White House officials have provided more than 60,000 pages of documents from Roberts’ years as an associate White House counsel in the Reagan administration.
But they have insisted that releasing documents from his time in the solicitor general’s office would have a “chilling effect” on the department.
“The documents from the office of the solicitor general are privileged,” said Brian Roehrkasse, a Justice Department spokesman. “Just as seven former solicitors general from both Democratic and Republican administrations have stated, the confidentiality of these documents allows the solicitor general’s office to defend and represent the people of the United States and can’t be sacrificed as part of the confirmation process.”
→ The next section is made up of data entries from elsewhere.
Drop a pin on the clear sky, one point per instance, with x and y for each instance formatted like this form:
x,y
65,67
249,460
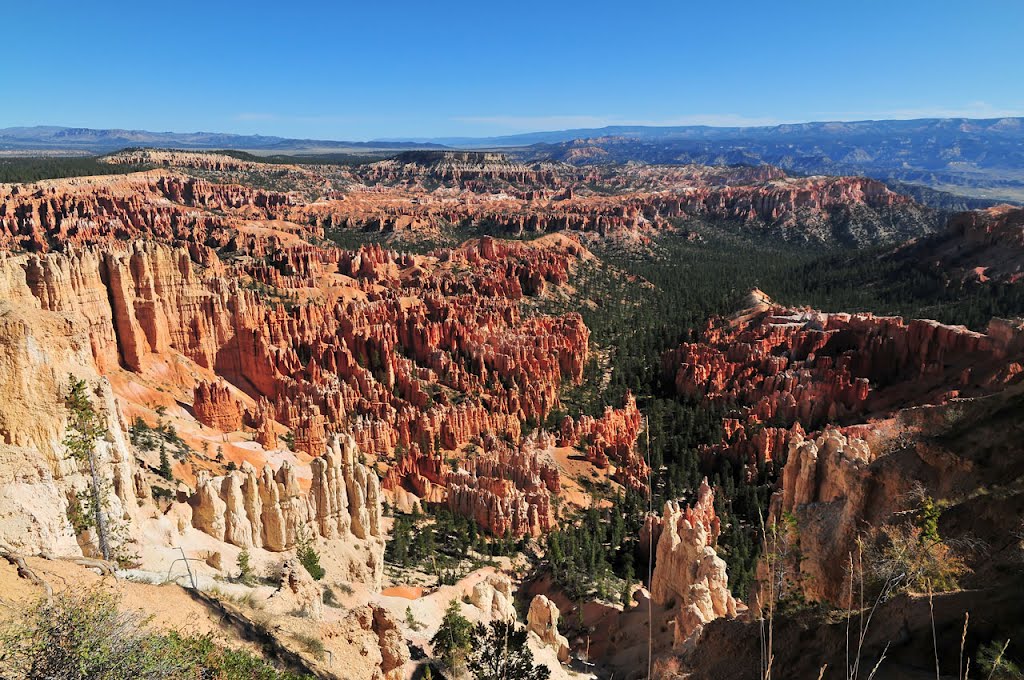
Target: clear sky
x,y
364,70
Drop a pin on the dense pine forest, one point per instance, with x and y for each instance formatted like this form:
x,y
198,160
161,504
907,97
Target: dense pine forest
x,y
26,169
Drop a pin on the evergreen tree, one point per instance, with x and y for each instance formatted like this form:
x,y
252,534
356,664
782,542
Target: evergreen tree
x,y
454,640
500,652
165,463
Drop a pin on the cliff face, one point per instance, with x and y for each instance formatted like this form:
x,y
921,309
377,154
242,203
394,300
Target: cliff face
x,y
794,371
837,397
506,489
978,246
687,570
40,483
268,509
612,437
423,353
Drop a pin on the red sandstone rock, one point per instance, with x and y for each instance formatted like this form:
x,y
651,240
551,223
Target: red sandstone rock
x,y
214,407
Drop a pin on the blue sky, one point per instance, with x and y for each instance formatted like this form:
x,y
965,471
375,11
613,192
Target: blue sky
x,y
360,70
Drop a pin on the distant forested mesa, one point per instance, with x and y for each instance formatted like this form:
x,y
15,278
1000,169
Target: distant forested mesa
x,y
33,169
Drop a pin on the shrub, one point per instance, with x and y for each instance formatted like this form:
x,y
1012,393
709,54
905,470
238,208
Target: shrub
x,y
454,639
85,636
309,558
903,557
245,566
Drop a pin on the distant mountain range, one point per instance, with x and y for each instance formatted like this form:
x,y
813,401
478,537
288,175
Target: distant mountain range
x,y
52,138
978,158
790,132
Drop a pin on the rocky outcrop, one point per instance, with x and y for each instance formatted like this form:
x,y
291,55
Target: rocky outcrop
x,y
688,572
299,591
826,490
543,622
369,644
493,596
793,371
214,406
612,437
508,492
975,247
268,509
65,213
40,483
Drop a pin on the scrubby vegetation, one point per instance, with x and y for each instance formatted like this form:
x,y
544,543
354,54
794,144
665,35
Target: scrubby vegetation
x,y
79,636
441,542
485,652
52,167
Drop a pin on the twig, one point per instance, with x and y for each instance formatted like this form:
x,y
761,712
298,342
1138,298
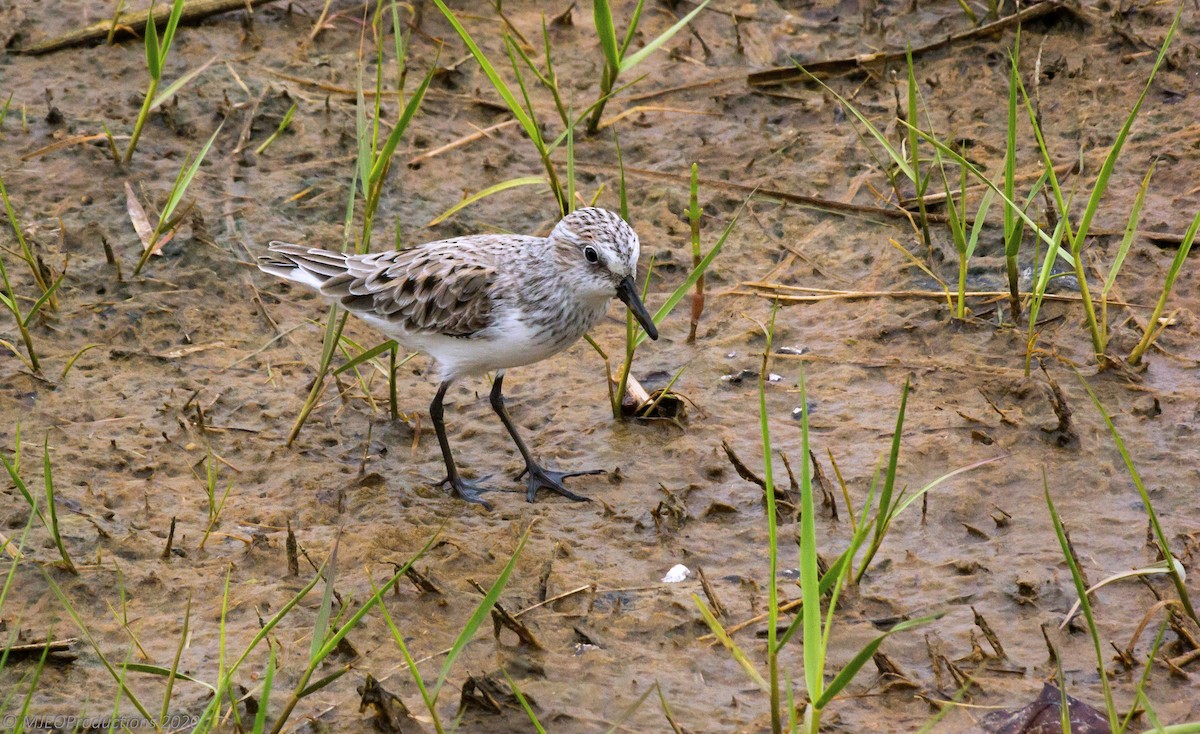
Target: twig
x,y
465,140
783,74
136,23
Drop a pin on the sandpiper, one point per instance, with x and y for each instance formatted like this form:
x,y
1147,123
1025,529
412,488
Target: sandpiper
x,y
481,304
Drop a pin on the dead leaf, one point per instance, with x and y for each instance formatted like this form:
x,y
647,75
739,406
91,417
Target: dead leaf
x,y
142,223
1044,716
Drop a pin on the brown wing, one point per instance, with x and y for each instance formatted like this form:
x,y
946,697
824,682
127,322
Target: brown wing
x,y
425,289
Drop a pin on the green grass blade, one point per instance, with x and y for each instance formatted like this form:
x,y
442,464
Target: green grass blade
x,y
23,488
1084,602
847,673
264,699
622,196
687,286
178,84
1152,328
975,172
389,146
321,627
168,34
629,62
51,510
984,205
177,194
525,703
889,479
607,32
154,54
502,88
366,355
167,672
483,194
1131,230
570,169
1159,534
732,647
481,611
87,635
46,296
634,19
814,651
897,157
1102,179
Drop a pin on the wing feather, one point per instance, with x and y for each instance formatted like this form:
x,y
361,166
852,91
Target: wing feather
x,y
444,289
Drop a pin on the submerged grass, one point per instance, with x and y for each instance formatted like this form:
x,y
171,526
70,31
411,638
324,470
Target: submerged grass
x,y
370,174
814,626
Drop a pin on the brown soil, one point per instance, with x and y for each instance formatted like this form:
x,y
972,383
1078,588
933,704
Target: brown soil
x,y
193,337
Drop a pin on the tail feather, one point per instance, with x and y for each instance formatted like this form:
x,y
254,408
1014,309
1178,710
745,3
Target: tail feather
x,y
306,265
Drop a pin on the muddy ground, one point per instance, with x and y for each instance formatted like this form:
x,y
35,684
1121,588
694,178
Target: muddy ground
x,y
190,358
The Judiciary Committee’s chairman, Sen. Arlen Specter (R-Pa.), endorsed the administration’s position.
“There is a ‘deliberative process’ privilege,” said Specter, who will preside over the confirmation hearings for Roberts, scheduled to begin Monday.
Although such a privilege is “not absolute,” he said, it is essential so that government lawyers can issue advisory opinions and recommendations on policy “without having the chilling effect that someday, someone in the future might be looking at their work.”
Democrats expressed dismay that administration officials had declined to meet with them to discuss ways of resolving the impasse.
They argued that when President Reagan nominated Rehnquist as chief justice, his administration released about two dozen documents related to Rehnquist’s service as an assistant attorney general in charge of the Justice Department’s office of legal counsel.
Administration officials who spoke on the condition of anonymity said that the situations were not comparable because of differences between the two offices: The solicitor general represents the United States in litigation, they said, and the disclosure of internal documents could undermine the government’s legal position.
Democrats cited a 1941 opinion by then-Atty. Gen. Robert H. Jackson, who had served as solicitor general and later was a Supreme Court justice, that they said endorsed disclosing confidential information because Jackson argued that nominees “whose entire history will not stand light” should be rejected.
Administration officials said Jackson’s opinion related to the disclosure of information about a nominee’s criminal record in an FBI background check and did not relate to documents written during government work that were unrelated to a criminal investigation.